The alarm clock said it was a quarter to two. He peeled off his clothes, leaving them in a heap on the floor. He looked suddenly, desperately tired, she thought, and the faint hope dawned within her that he might simply fall asleep. She kicked off her shoes and realized she wouldn’t be able to undo the button at the collar of her dress.

“Laurence?”

“What?”

“Would you mind undoing . . . ?” She turned her back to him, and tried not to wince as his fingers clumsily ripped at the fabric. His breath was sharp with whiskey and the bitter tang of cigar smoke. He pulled, several times catching hairs at the back of her neck, causing her to flinch. “Bugger,” he said, eventually. “I’ve torn it.”

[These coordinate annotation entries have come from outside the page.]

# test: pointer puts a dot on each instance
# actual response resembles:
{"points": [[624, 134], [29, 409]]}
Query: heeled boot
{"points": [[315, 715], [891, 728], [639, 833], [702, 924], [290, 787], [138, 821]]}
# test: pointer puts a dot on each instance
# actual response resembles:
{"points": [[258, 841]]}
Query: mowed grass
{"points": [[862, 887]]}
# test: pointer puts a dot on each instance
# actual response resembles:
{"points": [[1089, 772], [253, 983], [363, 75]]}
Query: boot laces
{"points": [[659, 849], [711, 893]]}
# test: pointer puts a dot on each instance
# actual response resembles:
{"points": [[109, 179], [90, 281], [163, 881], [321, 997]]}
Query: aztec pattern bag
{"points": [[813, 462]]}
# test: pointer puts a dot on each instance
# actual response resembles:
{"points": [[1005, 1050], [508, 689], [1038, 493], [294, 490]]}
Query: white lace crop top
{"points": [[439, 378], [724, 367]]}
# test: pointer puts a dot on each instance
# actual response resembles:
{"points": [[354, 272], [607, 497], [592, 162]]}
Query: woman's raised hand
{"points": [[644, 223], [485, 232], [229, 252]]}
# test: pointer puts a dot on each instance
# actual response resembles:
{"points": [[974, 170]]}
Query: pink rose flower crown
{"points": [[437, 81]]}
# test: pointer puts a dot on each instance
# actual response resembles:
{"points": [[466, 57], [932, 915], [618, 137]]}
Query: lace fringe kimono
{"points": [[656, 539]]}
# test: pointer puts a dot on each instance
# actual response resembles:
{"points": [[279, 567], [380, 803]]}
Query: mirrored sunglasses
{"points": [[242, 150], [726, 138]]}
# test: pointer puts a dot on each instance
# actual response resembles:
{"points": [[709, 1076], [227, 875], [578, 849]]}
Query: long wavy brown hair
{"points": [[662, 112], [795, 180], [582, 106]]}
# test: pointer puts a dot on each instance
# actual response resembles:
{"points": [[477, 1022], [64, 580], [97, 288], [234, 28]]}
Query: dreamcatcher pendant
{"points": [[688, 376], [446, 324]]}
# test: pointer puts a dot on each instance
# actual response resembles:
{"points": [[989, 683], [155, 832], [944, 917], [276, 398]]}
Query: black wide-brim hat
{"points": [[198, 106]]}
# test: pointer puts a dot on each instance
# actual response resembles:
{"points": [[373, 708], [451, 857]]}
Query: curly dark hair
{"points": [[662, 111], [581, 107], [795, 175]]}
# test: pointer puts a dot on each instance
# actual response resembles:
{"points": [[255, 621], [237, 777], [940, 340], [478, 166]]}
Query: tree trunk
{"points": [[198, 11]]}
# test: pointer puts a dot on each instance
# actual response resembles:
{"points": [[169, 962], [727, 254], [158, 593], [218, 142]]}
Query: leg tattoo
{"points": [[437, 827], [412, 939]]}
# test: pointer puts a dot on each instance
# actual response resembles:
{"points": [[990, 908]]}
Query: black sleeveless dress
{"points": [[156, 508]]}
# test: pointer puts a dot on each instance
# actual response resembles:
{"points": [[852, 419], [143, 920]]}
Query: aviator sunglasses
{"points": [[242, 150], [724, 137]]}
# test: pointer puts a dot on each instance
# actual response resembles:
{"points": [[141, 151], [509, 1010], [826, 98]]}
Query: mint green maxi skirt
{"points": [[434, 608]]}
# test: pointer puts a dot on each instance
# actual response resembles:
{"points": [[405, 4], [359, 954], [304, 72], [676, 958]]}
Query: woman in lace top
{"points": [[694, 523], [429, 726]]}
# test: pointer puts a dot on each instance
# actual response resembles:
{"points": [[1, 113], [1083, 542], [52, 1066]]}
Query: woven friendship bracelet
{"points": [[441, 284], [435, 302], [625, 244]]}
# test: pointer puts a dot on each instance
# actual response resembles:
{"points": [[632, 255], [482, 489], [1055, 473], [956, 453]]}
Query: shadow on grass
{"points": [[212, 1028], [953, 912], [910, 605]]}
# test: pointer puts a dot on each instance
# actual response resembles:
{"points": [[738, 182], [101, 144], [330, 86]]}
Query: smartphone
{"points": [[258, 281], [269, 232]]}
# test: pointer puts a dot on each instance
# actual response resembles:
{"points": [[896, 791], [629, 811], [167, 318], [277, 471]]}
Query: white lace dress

She peeled it from her shoulders, and he put the silk-covered button into her palm. “That’s all right,” she said, trying not to mind. “I’m sure Mrs. Cordoza will be able to mend it.”

She was about to hang the dress up when he caught her arm. “Leave that,” he said. He was gazing at her, his head nodding slightly, his lids at half-mast over shadowed eyes. He lowered his face, took hers between his hands, and began to kiss her. She closed her eyes as his hands wandered down her neck, her shoulders, both of them stumbling as he lost his balance. Then he pulled her onto the bed, his large hands covering her breasts, his weight already shifting onto her. She met his kisses politely, trying not to acknowledge her revulsion at his breath. “Jenny,” he was murmuring, breathing faster now, “Jenny . . .” At least it might not take too long.

She became aware that he had stopped. She opened her eyes to find him gazing at her. “What’s the matter?” he said thickly.

“Nothing.”

“You look as if I’m doing something distasteful to you. Is that how you feel?”